In the daily plod it's hard to be sure whether the steps we take are carrying us towards our goal or away? For the path often twists and when we find ourselves not obviously proceeding in the direction we think we should be, it takes a lot of faith to maintain belief that it is our correct route – but OTOH if we're already lost, maybe better to backtrack immediately ...?
Here's what I think. The key lies in keeping your inner motivation to serve the light within you high and strong. If your heart burns with that love, then the light shines, and provided you ensure the link of faith keeps your inner & outer world real and grounded, you are on the right road, because that is itself the right road, and because it is what all the goals & vicissitudes are designed to teach.
That's where trust comes in. To know intellectually where you should be heading, or to have a plan, is the surest possible way to lose the way &/or the plot.

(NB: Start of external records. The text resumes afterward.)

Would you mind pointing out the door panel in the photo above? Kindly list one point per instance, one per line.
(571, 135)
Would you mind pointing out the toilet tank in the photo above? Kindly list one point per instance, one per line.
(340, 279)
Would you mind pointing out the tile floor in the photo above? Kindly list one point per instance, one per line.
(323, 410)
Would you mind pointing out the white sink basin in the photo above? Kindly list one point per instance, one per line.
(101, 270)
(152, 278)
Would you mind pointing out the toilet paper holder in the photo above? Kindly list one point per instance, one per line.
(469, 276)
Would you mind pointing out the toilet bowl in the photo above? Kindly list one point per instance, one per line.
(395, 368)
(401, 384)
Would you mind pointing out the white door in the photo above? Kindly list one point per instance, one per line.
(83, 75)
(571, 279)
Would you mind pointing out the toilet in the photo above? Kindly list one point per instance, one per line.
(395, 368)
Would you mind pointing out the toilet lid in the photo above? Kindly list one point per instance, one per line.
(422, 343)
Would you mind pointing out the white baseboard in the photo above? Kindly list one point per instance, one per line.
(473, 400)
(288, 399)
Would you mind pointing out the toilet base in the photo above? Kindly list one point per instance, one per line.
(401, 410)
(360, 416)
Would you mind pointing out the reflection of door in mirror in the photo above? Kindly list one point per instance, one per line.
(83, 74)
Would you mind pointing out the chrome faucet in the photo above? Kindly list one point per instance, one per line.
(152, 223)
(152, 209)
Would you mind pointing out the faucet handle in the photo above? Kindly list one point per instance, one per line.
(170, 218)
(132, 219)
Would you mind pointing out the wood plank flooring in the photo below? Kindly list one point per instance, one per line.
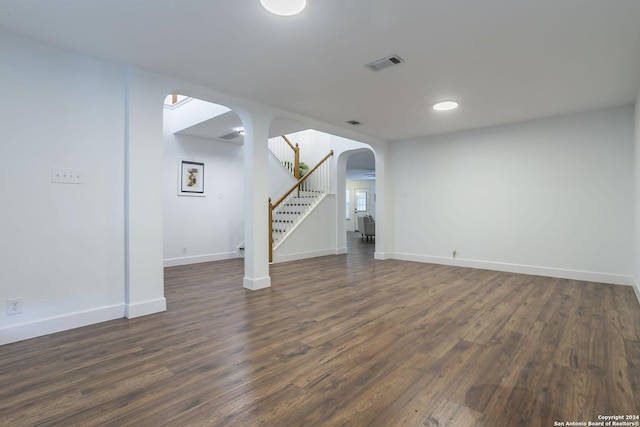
(340, 341)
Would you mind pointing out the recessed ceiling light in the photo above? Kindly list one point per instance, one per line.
(284, 7)
(445, 105)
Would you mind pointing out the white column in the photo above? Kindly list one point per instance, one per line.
(384, 208)
(144, 281)
(256, 199)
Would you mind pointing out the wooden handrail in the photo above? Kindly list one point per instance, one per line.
(281, 199)
(300, 181)
(270, 231)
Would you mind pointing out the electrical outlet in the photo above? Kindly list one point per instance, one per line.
(14, 306)
(66, 176)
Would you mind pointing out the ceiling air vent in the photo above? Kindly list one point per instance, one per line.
(383, 63)
(231, 135)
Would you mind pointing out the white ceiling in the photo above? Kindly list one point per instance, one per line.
(504, 60)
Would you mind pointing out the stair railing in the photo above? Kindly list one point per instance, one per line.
(287, 153)
(318, 179)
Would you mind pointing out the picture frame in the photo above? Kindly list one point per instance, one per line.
(191, 178)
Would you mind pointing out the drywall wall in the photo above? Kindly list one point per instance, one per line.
(551, 197)
(63, 244)
(636, 216)
(314, 145)
(211, 227)
(314, 236)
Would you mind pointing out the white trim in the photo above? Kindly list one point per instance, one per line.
(636, 289)
(561, 273)
(60, 323)
(255, 284)
(303, 255)
(146, 307)
(382, 255)
(173, 262)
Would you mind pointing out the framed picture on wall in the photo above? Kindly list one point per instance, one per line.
(191, 178)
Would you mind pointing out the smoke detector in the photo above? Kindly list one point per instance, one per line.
(383, 63)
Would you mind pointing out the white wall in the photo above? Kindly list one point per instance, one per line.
(209, 228)
(62, 244)
(551, 197)
(636, 216)
(314, 145)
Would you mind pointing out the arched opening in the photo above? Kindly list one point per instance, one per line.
(203, 187)
(360, 201)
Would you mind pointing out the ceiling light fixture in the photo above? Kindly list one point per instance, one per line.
(445, 105)
(284, 7)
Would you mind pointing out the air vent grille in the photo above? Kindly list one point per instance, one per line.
(231, 135)
(383, 63)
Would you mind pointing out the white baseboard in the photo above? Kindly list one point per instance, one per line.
(561, 273)
(174, 262)
(256, 283)
(144, 308)
(636, 289)
(302, 255)
(61, 323)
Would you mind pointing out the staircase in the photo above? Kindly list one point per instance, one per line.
(291, 212)
(295, 204)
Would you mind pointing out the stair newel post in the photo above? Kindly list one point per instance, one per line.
(270, 231)
(296, 162)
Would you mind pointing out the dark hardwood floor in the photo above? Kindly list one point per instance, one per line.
(340, 341)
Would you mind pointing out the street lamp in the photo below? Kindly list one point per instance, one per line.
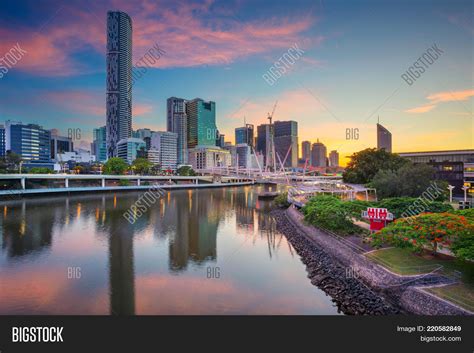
(450, 187)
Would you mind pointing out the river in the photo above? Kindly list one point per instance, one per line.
(206, 251)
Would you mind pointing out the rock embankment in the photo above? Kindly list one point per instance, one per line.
(356, 284)
(350, 294)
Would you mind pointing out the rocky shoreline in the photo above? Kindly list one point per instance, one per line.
(357, 285)
(350, 295)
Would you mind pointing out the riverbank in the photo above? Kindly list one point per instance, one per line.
(357, 285)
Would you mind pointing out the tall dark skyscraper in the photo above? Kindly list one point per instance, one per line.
(306, 151)
(384, 138)
(286, 139)
(245, 134)
(201, 123)
(119, 79)
(263, 141)
(176, 121)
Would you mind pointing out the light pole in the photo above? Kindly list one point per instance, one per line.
(450, 187)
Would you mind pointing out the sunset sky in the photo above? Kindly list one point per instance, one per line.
(354, 55)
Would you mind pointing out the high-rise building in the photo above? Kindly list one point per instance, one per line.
(220, 142)
(318, 155)
(30, 141)
(153, 156)
(142, 133)
(286, 143)
(208, 157)
(119, 80)
(334, 159)
(60, 144)
(384, 138)
(264, 133)
(244, 155)
(177, 122)
(2, 140)
(167, 144)
(306, 151)
(245, 135)
(129, 149)
(201, 129)
(99, 144)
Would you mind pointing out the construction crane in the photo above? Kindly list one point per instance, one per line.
(271, 160)
(270, 116)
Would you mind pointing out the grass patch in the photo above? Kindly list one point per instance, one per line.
(404, 262)
(460, 293)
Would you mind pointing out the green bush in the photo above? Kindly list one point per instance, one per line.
(432, 231)
(124, 182)
(331, 213)
(282, 200)
(400, 205)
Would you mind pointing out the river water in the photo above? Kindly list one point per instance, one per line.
(207, 251)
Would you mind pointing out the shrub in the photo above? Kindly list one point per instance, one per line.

It's that trust between your self and your 'inner otherness' that is itself the 'intunity' which we all seek throu external means. And yet the way to find it was always within, smaller than the eye of the needle, a whole world made small. The very greatest gift of all.
Sometimes we have to accept that we're simply called to walk in the dark, at such times the bible verse 'whatever thy hand findeth to do: do it with all thy might,' is appropriate. This concept is well rendered by John Updike in his poem Midpoint
"Cherish your work, take pleasure in your task,
For doing's the one reward a man dare ask."



Each morning I have to recalibrate my senses and reset my emotional baseline to neutral, that is to some sense of contact with an ultimate reality which allows me to connect with /surrender to it – or else my monkey mind goes busily about its whirling way, progressively confabulating probabilities into a spiral of planning & projections. (This is of course useful in its place.)
It isn't always possible to centre, for a variety of reasons: I may be excited about busyness that lies ahead, I may have had dreams that I have been unable to process – or indeed may not be consciously aware of, yet which are strongly colouring my subconscious mindset – I may have heavy food or alcohol in my digestive system that is governing my mental process and preventing me achieving clarity.
I refer to these circ~s as spiritual weather: sometimes it's sunny: sometimes it's overcast: sometimes it's stormy. During the latter I repeat my mantra: 'Sai Ram', invoking Sai Baba, the figure from whom I have drawn most spiritual empowerment. (I do not see him as an individual, who is separate from or in opposition to other spiritual teachers – but rather as someone whose energies are most present for me, and who thus becomes a lens throu whom I see to the depths of truth at which all traditions converge.) I also find invoking him really works when I am sleepless – it's a great use of what o/wise is 'dead' time.
The joke about meditation that 'the first 20 years are the worst' is absolutely correct – but the real benefit of persisting is that you come to experience your inner world in all sorts of different circ~s, and thus are able to form an overview of the dimensions of that world. Over such a length of time you are pretty certain to have visited some of the more extreme corners of your psyche and meditation gives you a tool with which to observe yourself as you go throu different kinds of 'weather'.
The day on which I wrote this was one on which I found myself led to put forward a contentious proposal within a group – and that too provided fascinating opportunities for self-observation.